Sacré Fabrice ! Après les images, maintenant le texte ! Il a encore cassé Internet :-P
The trade off here is in the size of the compressor/decompressor and the speed it works at. You need up to 8.5 GB of GPU memory (for both compression and decompression) and it runs at between 7 and 128KB/sec. I’m not sure of the circumstances where the extra cost outweighs the reduction in file size.
Is it me, but could this be used to disguise plagiarized text – letting it use the thesaurused output to keep AI algorithms for detected the original text?
The funky recovered unnatural language could tip off reader.
What form does the ‘loss’ take ? In images it’s typically loss of definition. But given LLMs proclivities, this might just hallucinate the expanded text. Not really what you want.
This is asking for trouble.
LLMs achieve compression by compressing down the text based on the concepts it talks about. turns out there are only so many topics humans communicate about in their daily life. The “lossyness” isn’t in terms of slightly different pixel values or wrong characters, but in changing the phrasing or leaving out details.

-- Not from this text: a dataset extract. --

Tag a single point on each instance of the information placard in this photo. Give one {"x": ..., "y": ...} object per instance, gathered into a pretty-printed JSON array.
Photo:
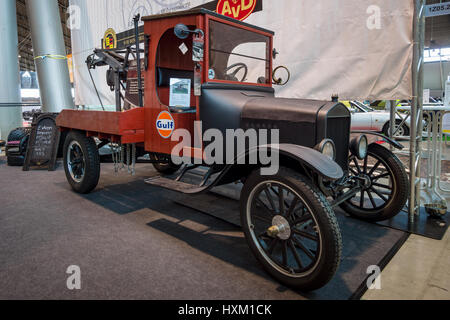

It’s not hard to have a sentence like “Ane Berry saw the thief at the scene of the crime.”
Turn into “Ane Berry was seen at the scene of the crime.”
You see this frequently with LLM chatbots misinterpreting various aspects from the chat’s history.
The generation loss of a recursive LLM system should prove to be very interesting. Maybe we’ll finally get to those monkeys on typewriters…
So now the only part missing would be a LLM-based text “diff” mechanism. You first apply the lossy compression, then generate a diff from the original and store both. I’m just waving hands here, but I expect that LLM could be adapted to produce an efficient representation of such differences, since it can (or at least pretends to) take language semantics into account.